Cette absence de probité historique, cet abus de la volonté d'un seul homme qui impose ses vues à tous, qui dicte aux populations jusqu'à leurs jugements sur des faits d'un intérêt national, me paraît la plus révoltante de toutes les impiétés du gouvernement arbitraire!!… Frappez, torturez les corps, mais ne faussez pas les esprits; laissez l'homme juger de toutes choses selon les vues de la Providence, d'après sa conscience et sa raison. On doit qualifier d'impies les peuples qui souffrent dévotement cette continuelle violation du respect dû à ce qu'il y a de plus saint aux yeux de Dieu et des hommes: à la vérité.
(Suite de la même lettre.)
Moscou, ce 8 septembre 1839.
On m'envoie une relation des manœuvres de Borodino qui n'est pas faite pour calmer ma colère.

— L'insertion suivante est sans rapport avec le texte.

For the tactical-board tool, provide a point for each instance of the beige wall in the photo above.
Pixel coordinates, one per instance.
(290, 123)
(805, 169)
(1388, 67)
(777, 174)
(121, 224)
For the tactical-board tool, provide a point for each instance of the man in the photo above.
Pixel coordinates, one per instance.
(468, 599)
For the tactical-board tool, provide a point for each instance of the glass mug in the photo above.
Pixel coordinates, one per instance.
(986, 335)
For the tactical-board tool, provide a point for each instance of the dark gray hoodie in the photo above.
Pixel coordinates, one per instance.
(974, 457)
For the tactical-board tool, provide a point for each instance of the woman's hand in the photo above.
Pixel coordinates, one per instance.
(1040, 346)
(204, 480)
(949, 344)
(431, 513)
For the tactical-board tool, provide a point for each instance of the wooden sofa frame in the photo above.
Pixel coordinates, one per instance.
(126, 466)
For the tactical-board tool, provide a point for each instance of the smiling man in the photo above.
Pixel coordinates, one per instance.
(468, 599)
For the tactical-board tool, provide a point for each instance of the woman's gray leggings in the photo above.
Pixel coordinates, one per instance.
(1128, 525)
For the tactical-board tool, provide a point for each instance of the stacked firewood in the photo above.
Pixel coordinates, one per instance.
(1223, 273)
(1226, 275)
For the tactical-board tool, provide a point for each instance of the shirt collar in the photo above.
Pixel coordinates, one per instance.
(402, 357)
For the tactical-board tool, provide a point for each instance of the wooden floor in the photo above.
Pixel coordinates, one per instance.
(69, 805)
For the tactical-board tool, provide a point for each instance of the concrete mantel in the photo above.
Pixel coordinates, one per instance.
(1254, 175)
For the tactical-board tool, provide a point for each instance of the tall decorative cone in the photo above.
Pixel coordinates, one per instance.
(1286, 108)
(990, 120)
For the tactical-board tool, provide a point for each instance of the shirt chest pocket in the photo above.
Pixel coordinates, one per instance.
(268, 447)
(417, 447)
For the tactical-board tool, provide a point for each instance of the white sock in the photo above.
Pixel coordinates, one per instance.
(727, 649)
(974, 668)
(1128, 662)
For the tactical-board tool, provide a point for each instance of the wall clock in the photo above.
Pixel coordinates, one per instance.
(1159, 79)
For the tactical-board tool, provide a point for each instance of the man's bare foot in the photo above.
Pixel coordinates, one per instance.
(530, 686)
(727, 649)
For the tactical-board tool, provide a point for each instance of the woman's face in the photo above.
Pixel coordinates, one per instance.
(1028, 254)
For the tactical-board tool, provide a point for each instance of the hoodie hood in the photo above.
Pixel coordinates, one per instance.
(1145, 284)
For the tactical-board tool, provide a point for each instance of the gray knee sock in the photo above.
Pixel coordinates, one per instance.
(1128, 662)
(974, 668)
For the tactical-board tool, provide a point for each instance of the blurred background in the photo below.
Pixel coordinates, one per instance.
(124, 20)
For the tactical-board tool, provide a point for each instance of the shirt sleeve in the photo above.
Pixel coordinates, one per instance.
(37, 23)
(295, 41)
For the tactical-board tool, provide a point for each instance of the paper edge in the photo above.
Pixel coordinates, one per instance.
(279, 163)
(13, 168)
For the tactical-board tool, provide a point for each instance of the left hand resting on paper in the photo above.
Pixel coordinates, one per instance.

Tout le monde a lu le récit de la bataille de la Moskowa, et l'histoire l'a comptée parmi celles que nous avons gagnées, puisqu'elle fut hasardée par l'Empereur Alexandre contre l'avis de ses généraux, comme un dernier effort pour sauver sa capitale, laquelle fut prise quatre jours plus tard; mais un incendie héroïque, combiné avec un froid mortel pour des hommes nés sous un climat plus doux; enfin l'imprévoyance de notre chef, aveuglé cette fois par un excès de confiance en son heureuse étoile, ont décidé de nos désastres, et, grâce à l'issue de cette campagne, voilà qu'aujourd'hui l'Empereur de Russie se plaît à compter pour une victoire la bataille perdue par son armée à quatre journées de sa capitale! C'est abuser de la liberté de travestir les faits accordée au despotisme parce qu'il se l'arroge; et, pour confirmer cette fiction, l'Empereur vient de défigurer la scène militaire qu'il prétendait reproduire avec une scrupuleuse exactitude. Lisez le démenti qu'il a donné à l'histoire aux yeux de l'Europe entière.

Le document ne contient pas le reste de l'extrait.